The SEC’s enforcement staff has used Section 204A violations to bring enforcement actions focused on compliance violations, even without bringing insider trading charges.
As an example, in May 2020, Ares Management was charged with failing to implement and enforce P&Ps “reasonably designed” to prevent the misuse of MNPI, and hit with a $1 million penalty.
In February 2020, Cannell Capital settled with the commission for failing to establish, maintain and enforce written P&Ps reasonably designed to protect against insider training, and paid a $150,000 fine as a result.
Even without insider trading or fraud, Philip Moustakis, a partner at Seward & Kissel and former senior counsel in the SEC’s Enforcement Division, said the commission is going to make sure firms’ policies and procedures are suitable to its risk management.
He added that the regulator doesn’t want to see a “cookie cutter, off-the-shelf MNPI policy,” but one that is the product of a risk assessment, with “thought, care and consideration as to those risks and safeguards put in place to address those risks.”
Firms should also have clearly written policies and procedures regarding MNPI, keep a record of all training and testing, and have logs of all analysis and conversations had with experts and independent analysts.
But no matter how robust a firm’s P&Ps are when it comes to MNPI, Moustakis said the efforts may be for naught if there is no buy-in from senior management at the firm.

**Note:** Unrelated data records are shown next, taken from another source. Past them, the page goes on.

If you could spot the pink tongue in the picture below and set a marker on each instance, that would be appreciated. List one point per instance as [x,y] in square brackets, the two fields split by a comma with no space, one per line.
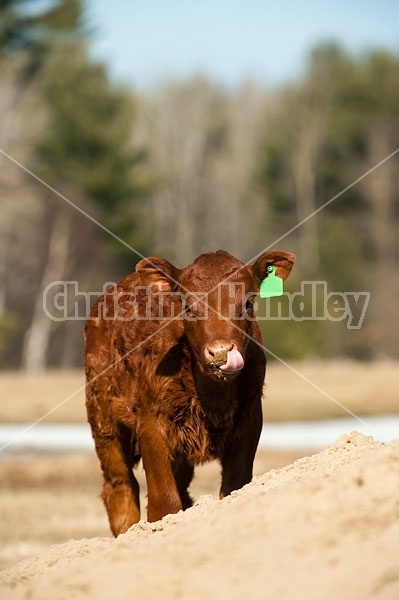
[235,361]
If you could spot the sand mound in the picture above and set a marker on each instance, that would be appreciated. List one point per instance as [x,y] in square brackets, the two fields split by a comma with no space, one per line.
[325,527]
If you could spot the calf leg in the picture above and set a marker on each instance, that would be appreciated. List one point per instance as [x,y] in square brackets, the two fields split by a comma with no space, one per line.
[120,488]
[238,458]
[183,472]
[163,494]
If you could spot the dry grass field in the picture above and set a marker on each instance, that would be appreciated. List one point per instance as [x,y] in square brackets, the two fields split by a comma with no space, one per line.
[304,391]
[51,498]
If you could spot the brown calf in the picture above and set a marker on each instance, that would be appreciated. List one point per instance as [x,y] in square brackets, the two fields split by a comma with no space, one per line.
[175,371]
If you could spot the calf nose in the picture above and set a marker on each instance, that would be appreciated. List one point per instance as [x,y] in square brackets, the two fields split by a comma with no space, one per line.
[216,354]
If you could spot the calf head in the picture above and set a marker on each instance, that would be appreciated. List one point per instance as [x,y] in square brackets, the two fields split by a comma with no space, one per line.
[217,292]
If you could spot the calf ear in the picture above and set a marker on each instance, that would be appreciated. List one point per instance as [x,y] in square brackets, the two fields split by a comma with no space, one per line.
[282,261]
[159,273]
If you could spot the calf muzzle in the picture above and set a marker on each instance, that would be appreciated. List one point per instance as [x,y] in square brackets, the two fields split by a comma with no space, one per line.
[224,357]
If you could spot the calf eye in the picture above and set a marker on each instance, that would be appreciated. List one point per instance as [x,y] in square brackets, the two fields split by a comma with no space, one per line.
[249,304]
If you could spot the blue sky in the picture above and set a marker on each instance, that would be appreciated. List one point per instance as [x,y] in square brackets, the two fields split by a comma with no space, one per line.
[230,40]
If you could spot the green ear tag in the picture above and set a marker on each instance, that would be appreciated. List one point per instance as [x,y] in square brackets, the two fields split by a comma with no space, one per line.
[272,285]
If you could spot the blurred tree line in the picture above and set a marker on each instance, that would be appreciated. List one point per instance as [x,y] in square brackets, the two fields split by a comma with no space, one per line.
[184,168]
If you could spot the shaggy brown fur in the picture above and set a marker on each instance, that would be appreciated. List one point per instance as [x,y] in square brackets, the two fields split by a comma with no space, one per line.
[156,389]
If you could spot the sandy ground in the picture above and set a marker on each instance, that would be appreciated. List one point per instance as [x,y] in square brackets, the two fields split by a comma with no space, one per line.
[326,526]
[50,498]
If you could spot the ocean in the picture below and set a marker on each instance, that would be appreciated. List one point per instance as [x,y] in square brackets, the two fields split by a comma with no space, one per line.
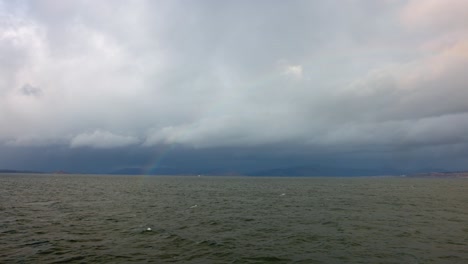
[174,219]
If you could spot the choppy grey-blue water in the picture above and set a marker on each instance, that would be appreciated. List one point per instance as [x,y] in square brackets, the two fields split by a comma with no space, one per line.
[141,219]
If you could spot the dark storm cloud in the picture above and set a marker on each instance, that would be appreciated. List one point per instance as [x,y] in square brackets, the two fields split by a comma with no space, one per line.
[362,76]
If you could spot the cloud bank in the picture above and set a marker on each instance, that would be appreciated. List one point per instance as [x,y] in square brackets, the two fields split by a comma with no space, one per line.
[320,74]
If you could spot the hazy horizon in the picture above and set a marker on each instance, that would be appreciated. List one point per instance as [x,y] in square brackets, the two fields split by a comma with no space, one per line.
[235,86]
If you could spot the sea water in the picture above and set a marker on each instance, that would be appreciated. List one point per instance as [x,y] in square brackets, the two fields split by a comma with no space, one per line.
[155,219]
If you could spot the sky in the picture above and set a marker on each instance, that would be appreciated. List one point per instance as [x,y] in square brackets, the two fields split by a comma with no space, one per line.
[94,86]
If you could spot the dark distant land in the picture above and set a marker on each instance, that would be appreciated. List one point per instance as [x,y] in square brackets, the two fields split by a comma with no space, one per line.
[301,171]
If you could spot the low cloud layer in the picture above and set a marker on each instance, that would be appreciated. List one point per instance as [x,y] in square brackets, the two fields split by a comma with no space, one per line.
[317,74]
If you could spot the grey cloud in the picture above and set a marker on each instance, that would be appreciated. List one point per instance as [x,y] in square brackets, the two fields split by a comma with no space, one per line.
[30,90]
[208,74]
[102,139]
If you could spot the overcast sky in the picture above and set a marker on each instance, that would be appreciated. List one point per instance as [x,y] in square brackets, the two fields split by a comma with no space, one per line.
[359,82]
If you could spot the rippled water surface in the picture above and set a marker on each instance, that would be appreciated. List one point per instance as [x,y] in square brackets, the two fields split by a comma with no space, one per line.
[122,219]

“I think any compliance begins with tone at the top and an empowered CCO with sufficient resources to do their work,” he concluded.

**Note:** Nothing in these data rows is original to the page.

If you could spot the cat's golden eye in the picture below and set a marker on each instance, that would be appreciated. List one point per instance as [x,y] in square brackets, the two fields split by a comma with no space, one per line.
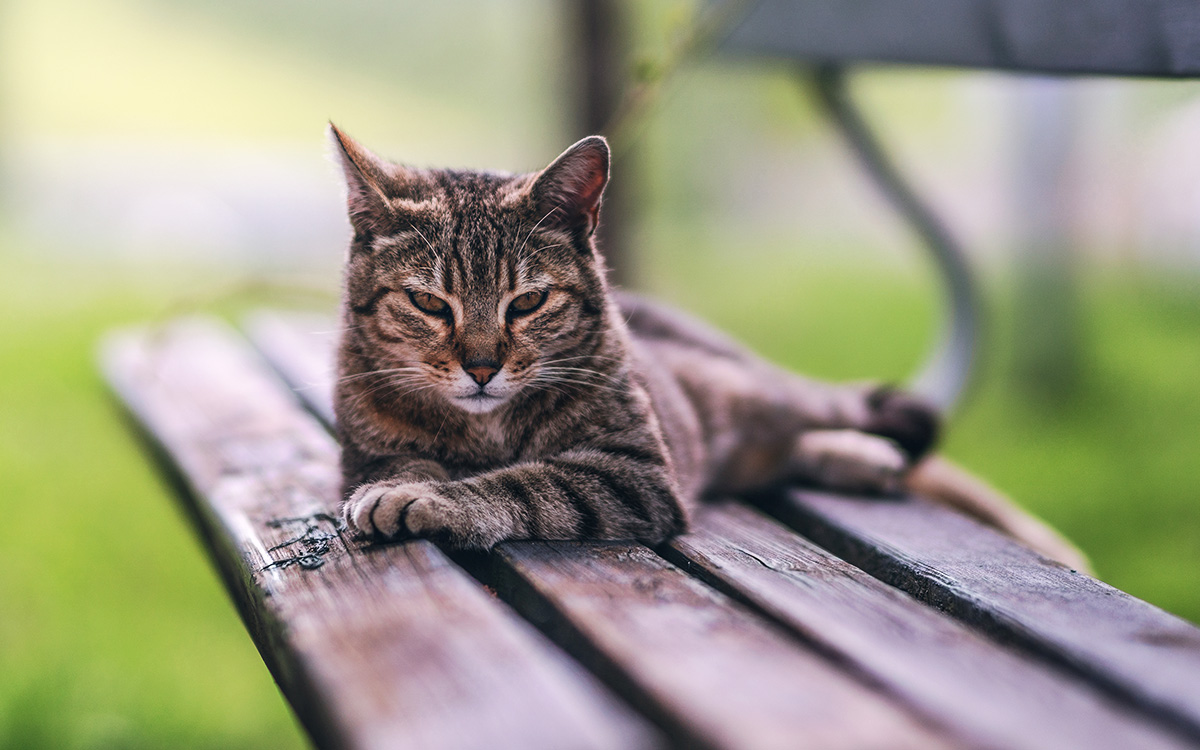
[527,303]
[429,303]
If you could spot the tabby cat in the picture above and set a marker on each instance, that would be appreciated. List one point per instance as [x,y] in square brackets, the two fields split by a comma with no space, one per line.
[492,387]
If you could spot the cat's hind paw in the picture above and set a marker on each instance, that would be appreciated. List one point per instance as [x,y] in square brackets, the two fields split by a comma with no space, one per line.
[391,511]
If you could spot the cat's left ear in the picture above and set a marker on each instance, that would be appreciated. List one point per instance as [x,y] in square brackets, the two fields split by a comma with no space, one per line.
[568,192]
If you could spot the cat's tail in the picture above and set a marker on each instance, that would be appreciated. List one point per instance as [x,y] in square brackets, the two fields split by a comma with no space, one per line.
[937,479]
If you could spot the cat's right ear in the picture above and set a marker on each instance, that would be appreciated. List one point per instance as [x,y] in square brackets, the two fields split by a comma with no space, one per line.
[366,175]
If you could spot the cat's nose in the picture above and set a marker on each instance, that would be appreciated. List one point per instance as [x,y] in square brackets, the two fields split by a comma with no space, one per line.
[481,370]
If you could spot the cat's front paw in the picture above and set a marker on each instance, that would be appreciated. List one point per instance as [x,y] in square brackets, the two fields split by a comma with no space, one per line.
[393,511]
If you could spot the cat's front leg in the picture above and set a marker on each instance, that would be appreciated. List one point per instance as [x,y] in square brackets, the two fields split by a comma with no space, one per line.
[579,495]
[453,511]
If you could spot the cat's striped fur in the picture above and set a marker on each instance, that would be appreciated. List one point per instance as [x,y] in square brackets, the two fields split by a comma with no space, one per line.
[491,387]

MNPI policies and procedures will – and should – be very different for every firm, but there are certain common elements of policies and procedures that firms should have, including training, monitoring and testing, and documentation.
Ken Joseph, a managing director and head of the Financial Services Compliance and Regulation practice for the Americas at Kroll, said that when it comes to training on MNPI P&Ps, it is helpful to include definitions of what MNPI includes, training on recent SEC examinations and enforcement cases and deficiencies and guidance on what the Commission has found to be objectionable.
“Training should also cover the various scenarios personnel could encounter, what to do in these situations and who they have to notify if they find themselves in any of the scenarios described,” Joseph advised.
Martin Weinstein, a partner at Cadwalader Wickersham & Taft, noted that education should be first and foremost when it comes to MNPI policies and procedures.
“People need to understand what is material non-public information so they can recognize it. Then you need to have policies and procedures around what to do if someone thinks or has material non-public information,” he said.
Joseph said testing should include personal trading done by certain individuals within the firm. Creating and managing a “restricted” list and a “watch” list for companies where someone at the firm has come into or is coming into material non-public information. The firm and its employees cannot trade public shares of any company on the restricted list, where those on the watch list require approval from compliance before trading. Firms should also have a calendar and deck list outlining who will be speaking with company officials or expert networks, so compliance is aware of those scenarios, he added.
When it comes to monitoring, firms should be mapping where and when material non-public information came into the firm’s hands, Joseph said.
“Firms should monitor email correspondence to determine whether personnel are receiving, but not necessarily reporting, such encounters or receiving material non-public information. You would then check all those scenarios against actual trading, both at the firm level personal trading, for any questionable activity,” he explained.
Weinstein suggested doing spot checks of company computers, emails and other communications for possible MNPI and whether the information has been conveyed to others. He also said firms should prohibit the use of ephemeral messaging apps, such as WhatsApp, where the information is not traceable.